N-methyl-D-aspartate receptors (NMDARs) are the Jekylls and Hydes of neuronal receptors — their activation promotes either survival or cell death. It was previously unknown whether this depends upon the location of these receptors (synaptic or extrasynaptic) or on different degrees of their activation. Bading and colleagues provide evidence that the location of NMDARs is crucial and that upon receptor activation, specific gene expression programmes guide survival or death.

NMDARs are Ca2+-permeable ion channels. As calcium signals can influence the gene expression pattern of cells, Bading and co-workers used DNA microarrays to investigate the transcriptome of hippocampal cell cultures after two different stimulation protocols: stimulating only synaptic NMDARs promoted neuronal survival, whereas stimulating all NMDARs in a glutamate bath initiated cell death. Using NMDAR blockers in combination with both protocols allowed the identification of genes that are specifically controlled by NMDAR activity.

The authors identified almost 170 genes that are either induced or repressed through activation of NMDARs. Surprisingly, synaptic and extrasynaptic NMDARs have largely separate pools of gene targets. Synaptic NMDARs activate the expression of 106 and repress the expression of 34 genes, whereas extrasynaptic NMDARs activate 11 genes and repress one.

Genes that are regulated by Ca2+ entry through synaptic, but not extrasynaptic NMDARs could have a role in neuroprotection. From the database, the authors identified two genes with previously unknown functions in neuronal cells, Btg2 and Bcl6. They investigated these genes by expressing them in hippocampal neurons or by using RNA interference (RNAi). The results clearly showed that Btg2 and Bcl6 have a central role in neuroprotection, as their expression had a robust neuroprotective effect whereas inhibition of expression by RNAi eliminates neuroprotection after stimulation with the survival protocol. In addition, the authors showed that the expression of Btg2 and Bcl6 is coupled to nuclear Ca2+ signals and may be controlled by CREB, a well known transcription factor in neuroprotection.

Extrasynaptic NMDARs couple to the expression of — among other genes — Clca1, a putative calcium-activated chloride channel and pro-death gene. Clca1 is the first gene to be identified that is specifically induced by extrasynaptic NMDAR activity. Expression of Clca1 in hippocampal neurons was sufficient to kill cells, and therefore it is very likely that Clca1 has a role in death-signalling pathways.

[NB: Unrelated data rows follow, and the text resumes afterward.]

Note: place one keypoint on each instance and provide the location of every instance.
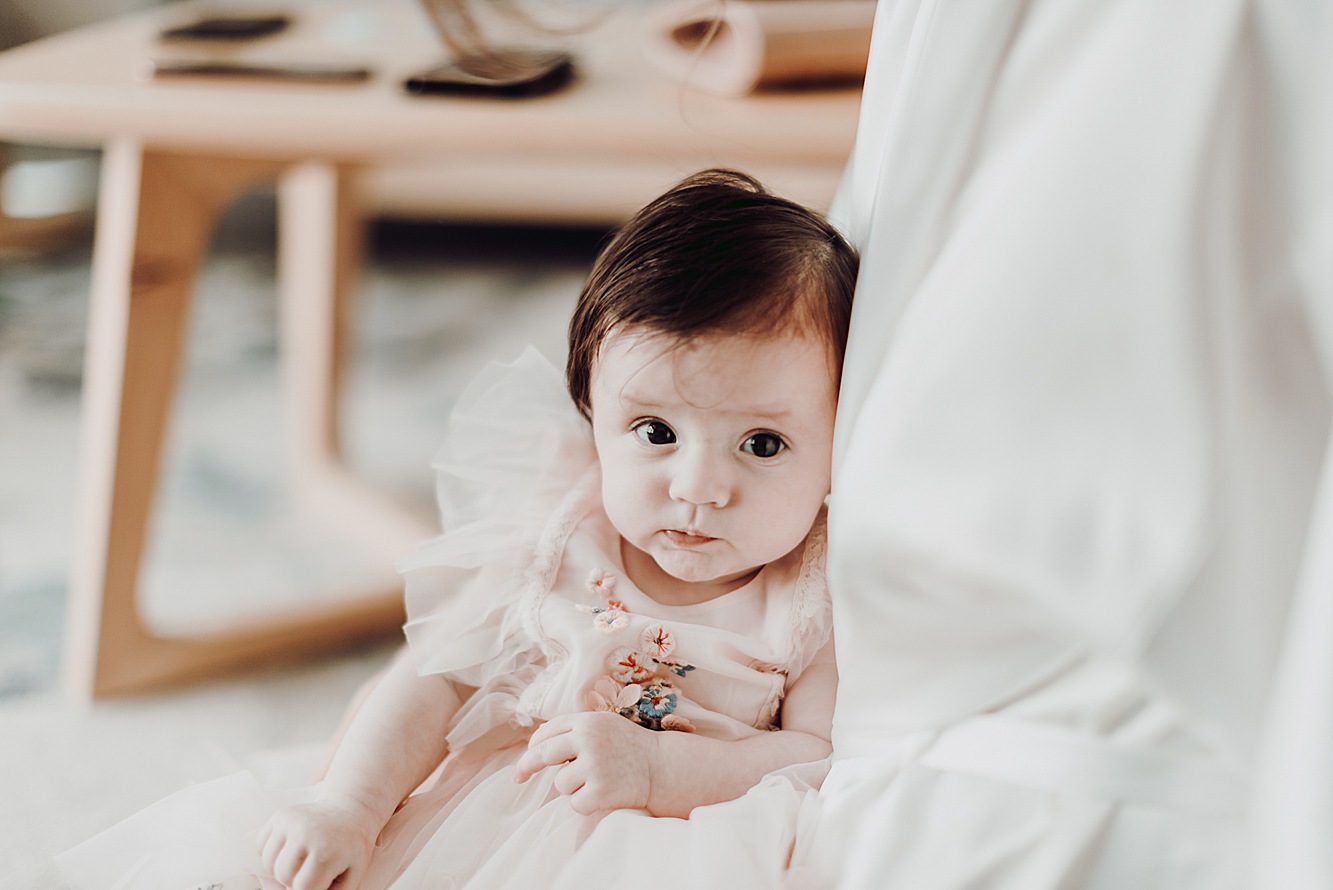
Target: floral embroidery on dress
(629, 666)
(640, 684)
(611, 617)
(601, 581)
(608, 694)
(657, 641)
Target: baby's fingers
(540, 754)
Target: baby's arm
(607, 762)
(388, 749)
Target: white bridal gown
(1081, 553)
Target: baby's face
(715, 454)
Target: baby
(627, 610)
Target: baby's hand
(308, 846)
(604, 761)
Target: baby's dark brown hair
(716, 255)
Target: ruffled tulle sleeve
(516, 448)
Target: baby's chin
(699, 568)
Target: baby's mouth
(687, 537)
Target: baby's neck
(669, 590)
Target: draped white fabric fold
(1083, 423)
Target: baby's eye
(653, 432)
(763, 445)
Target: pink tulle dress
(525, 600)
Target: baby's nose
(701, 478)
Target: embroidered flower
(677, 724)
(601, 582)
(629, 666)
(657, 641)
(656, 701)
(609, 694)
(609, 620)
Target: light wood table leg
(320, 243)
(155, 217)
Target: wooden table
(175, 152)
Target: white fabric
(1083, 423)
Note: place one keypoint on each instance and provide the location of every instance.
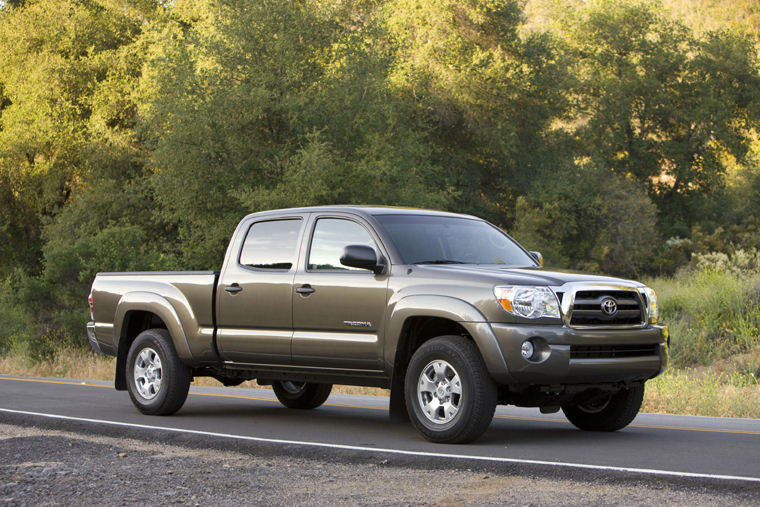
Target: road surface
(704, 450)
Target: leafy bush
(713, 312)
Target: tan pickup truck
(445, 310)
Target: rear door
(338, 311)
(254, 310)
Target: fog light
(527, 349)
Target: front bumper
(555, 364)
(92, 338)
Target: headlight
(528, 302)
(651, 298)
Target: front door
(338, 311)
(255, 315)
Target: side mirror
(363, 257)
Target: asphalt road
(703, 449)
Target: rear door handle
(232, 289)
(305, 289)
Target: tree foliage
(616, 136)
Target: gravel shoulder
(42, 466)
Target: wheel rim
(439, 392)
(596, 406)
(148, 373)
(293, 387)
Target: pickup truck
(445, 310)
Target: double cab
(445, 310)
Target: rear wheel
(608, 413)
(157, 380)
(301, 395)
(450, 397)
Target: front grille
(610, 351)
(587, 308)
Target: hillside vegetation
(614, 136)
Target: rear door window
(271, 245)
(331, 236)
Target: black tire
(168, 396)
(607, 414)
(301, 395)
(450, 364)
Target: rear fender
(159, 305)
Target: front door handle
(232, 289)
(305, 289)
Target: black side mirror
(363, 257)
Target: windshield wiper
(441, 261)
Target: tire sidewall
(439, 350)
(153, 340)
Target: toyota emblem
(609, 306)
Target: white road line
(646, 471)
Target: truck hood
(524, 276)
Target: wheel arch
(137, 312)
(417, 319)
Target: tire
(301, 395)
(607, 414)
(438, 369)
(157, 380)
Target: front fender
(159, 305)
(454, 309)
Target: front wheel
(301, 395)
(449, 395)
(157, 380)
(609, 413)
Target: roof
(365, 210)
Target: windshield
(427, 239)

In this elegant study, the authors demonstrated that activation of synaptic or extrasynaptic NMDA receptors induces specific genetic responses that promote survival or neuronal cell death, respectively, and therefore that the location of these receptors determines the physiological outcome of their activation. Future studies might use the pool of identified genes as a basis to expose the molecular mechanisms and signalling pathways involved in survival or death programs.